La richesse n'est pas financière
uniquement.
Qu'en est-il des autres choses
comme la santé ?
La disponibilité des médicaments
sur ordonnance ?
L'espérance de vie ?
L'espérance de vie des enfants ?
Quelle distribution souhaitons-nous ?
L'éducation des jeunes ?
Le soutien aux personnes âgées ?
En filigrane de tout ça,
nous avons appris
que les gens n'aime pas
l'inégalité des richesses.
Les gens refusent encore plus
d'autres aspects de l'inégalité,
cette conséquence de la richesse.
Par exemple, l'inégalité
face à la santé ou l'éducation.
On a aussi découvert
que les gens sont plus ouverts
à la variation de l'égalité
quand il s'agit de personnes
dépourvues de capacité d'agir,
comme les enfants et les bébés,
parce que nous ne les considérons pas
responsables de leur situation.
Quelles sont les leçons à tirer ?
Il y a deux écarts :
Il y a un écart cognitif
et un écart dans nos aspirations.
Nous réfléchissons beaucoup
à cet écart cognitif.
Comment instruire les gens ?
Comment amener les gens
à envisager différemment les inégalités
et leurs conséquences
en termes de santé, d'éducation,
de jalousie, de taux de criminalité, etc.

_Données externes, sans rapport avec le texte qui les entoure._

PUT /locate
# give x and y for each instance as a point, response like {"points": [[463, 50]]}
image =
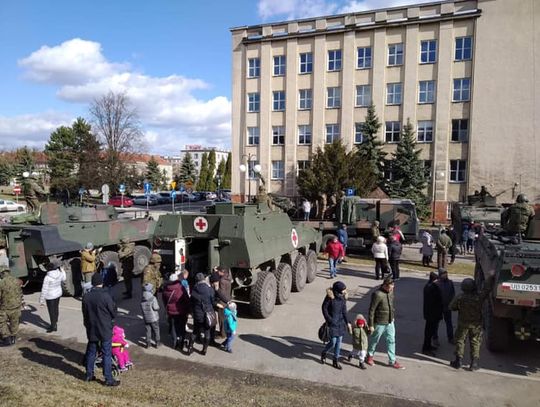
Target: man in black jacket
{"points": [[432, 312], [98, 314]]}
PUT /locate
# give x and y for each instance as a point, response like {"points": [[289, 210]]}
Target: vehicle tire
{"points": [[498, 331], [141, 258], [72, 286], [299, 273], [284, 283], [311, 260], [110, 256], [263, 294], [326, 239]]}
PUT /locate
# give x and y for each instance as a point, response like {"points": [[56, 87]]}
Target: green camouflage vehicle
{"points": [[513, 309], [62, 231], [267, 254]]}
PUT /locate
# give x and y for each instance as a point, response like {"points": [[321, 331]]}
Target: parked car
{"points": [[141, 200], [117, 201], [7, 206]]}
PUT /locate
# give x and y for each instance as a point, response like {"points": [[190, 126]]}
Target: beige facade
{"points": [[463, 72]]}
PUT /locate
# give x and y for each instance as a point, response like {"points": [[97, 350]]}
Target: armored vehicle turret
{"points": [[62, 231], [267, 254]]}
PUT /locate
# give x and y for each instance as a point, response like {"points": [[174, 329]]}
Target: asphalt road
{"points": [[286, 345]]}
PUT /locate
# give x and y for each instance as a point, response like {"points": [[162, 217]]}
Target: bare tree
{"points": [[117, 124]]}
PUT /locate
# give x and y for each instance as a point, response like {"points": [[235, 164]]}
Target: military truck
{"points": [[267, 254], [62, 231], [359, 214], [513, 308]]}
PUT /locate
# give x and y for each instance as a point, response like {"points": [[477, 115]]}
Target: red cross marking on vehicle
{"points": [[200, 224]]}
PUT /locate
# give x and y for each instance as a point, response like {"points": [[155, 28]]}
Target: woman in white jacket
{"points": [[380, 254], [51, 291]]}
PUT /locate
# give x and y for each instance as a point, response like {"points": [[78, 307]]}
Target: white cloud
{"points": [[293, 9], [167, 106], [32, 130]]}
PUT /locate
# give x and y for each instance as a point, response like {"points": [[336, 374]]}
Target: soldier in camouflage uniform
{"points": [[10, 306], [152, 273], [469, 306], [126, 250], [515, 220]]}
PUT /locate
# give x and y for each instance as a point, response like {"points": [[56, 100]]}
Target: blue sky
{"points": [[172, 57]]}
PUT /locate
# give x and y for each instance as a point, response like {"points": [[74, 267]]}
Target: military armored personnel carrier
{"points": [[513, 308], [268, 255], [62, 231]]}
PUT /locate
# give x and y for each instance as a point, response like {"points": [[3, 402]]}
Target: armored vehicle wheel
{"points": [[311, 259], [141, 258], [284, 282], [109, 256], [72, 285], [263, 294], [299, 273]]}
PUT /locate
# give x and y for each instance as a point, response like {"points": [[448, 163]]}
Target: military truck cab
{"points": [[268, 256]]}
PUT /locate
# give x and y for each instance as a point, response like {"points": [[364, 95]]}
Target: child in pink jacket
{"points": [[120, 345]]}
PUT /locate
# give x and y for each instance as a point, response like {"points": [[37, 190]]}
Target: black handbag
{"points": [[324, 333]]}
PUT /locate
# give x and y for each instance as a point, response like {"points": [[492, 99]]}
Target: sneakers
{"points": [[396, 365]]}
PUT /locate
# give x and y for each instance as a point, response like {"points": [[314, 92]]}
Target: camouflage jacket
{"points": [[10, 293], [125, 250]]}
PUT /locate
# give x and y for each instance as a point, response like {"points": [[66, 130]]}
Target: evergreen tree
{"points": [[370, 151], [332, 171], [409, 179], [210, 184], [188, 171], [204, 174], [153, 173], [226, 183]]}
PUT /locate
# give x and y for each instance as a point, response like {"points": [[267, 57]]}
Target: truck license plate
{"points": [[521, 287]]}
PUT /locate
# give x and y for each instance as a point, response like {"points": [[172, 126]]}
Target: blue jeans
{"points": [[335, 343], [91, 353], [333, 266]]}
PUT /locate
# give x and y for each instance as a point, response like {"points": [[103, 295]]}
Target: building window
{"points": [[304, 99], [279, 100], [278, 170], [427, 169], [332, 133], [254, 69], [358, 133], [254, 101], [395, 54], [457, 170], [426, 92], [334, 60], [253, 136], [304, 134], [302, 165], [428, 52], [392, 132], [460, 130], [393, 94], [279, 65], [306, 62], [463, 48], [462, 89], [333, 97], [363, 95], [425, 131], [278, 135], [364, 58]]}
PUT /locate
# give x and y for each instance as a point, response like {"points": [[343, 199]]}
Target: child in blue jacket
{"points": [[230, 326]]}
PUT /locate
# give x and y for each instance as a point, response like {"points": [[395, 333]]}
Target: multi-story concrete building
{"points": [[197, 152], [465, 72]]}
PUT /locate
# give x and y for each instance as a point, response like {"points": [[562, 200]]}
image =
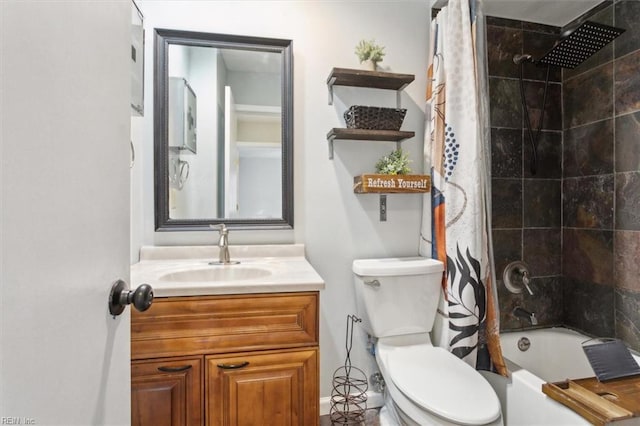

Ensuite vient l'écart des aspirations.
Comment amener les gens à penser autrement
à ce que nous souhaitons vraiment ?
La définition de Rawls,
sa manière d'appréhender le monde,
selon la formule à l'aveugle,
retire nos motivations égoïstes
de l'équation.
Comment mettre ça en oeuvre
à plus haut degré,
à plus grande échelle ?
Enfin, il y a l'écart des actions.
Comment appréhender tout ça
et agir concrètement?
Je crois qu'on peut résoudre
en partie ces questions
si on considère que les gens ont
peu de libre arbitre, comme les enfants.
Parce que les gens semblent
plus enclin à faire ça.
En résumé, la prochaine fois
que vous allez boire un verre,
réfléchissez à ce qui rend
votre expérience réelle,
et quelle partie de cette expérience
a un effet placebo,
issu de vos attentes.
Pensez aussi à ce que ça signifie
pour d'autres décisions dans votre vie,
et dans la vision politique
qui affecte nos vies.
Merci beaucoup.
(Applaudissements)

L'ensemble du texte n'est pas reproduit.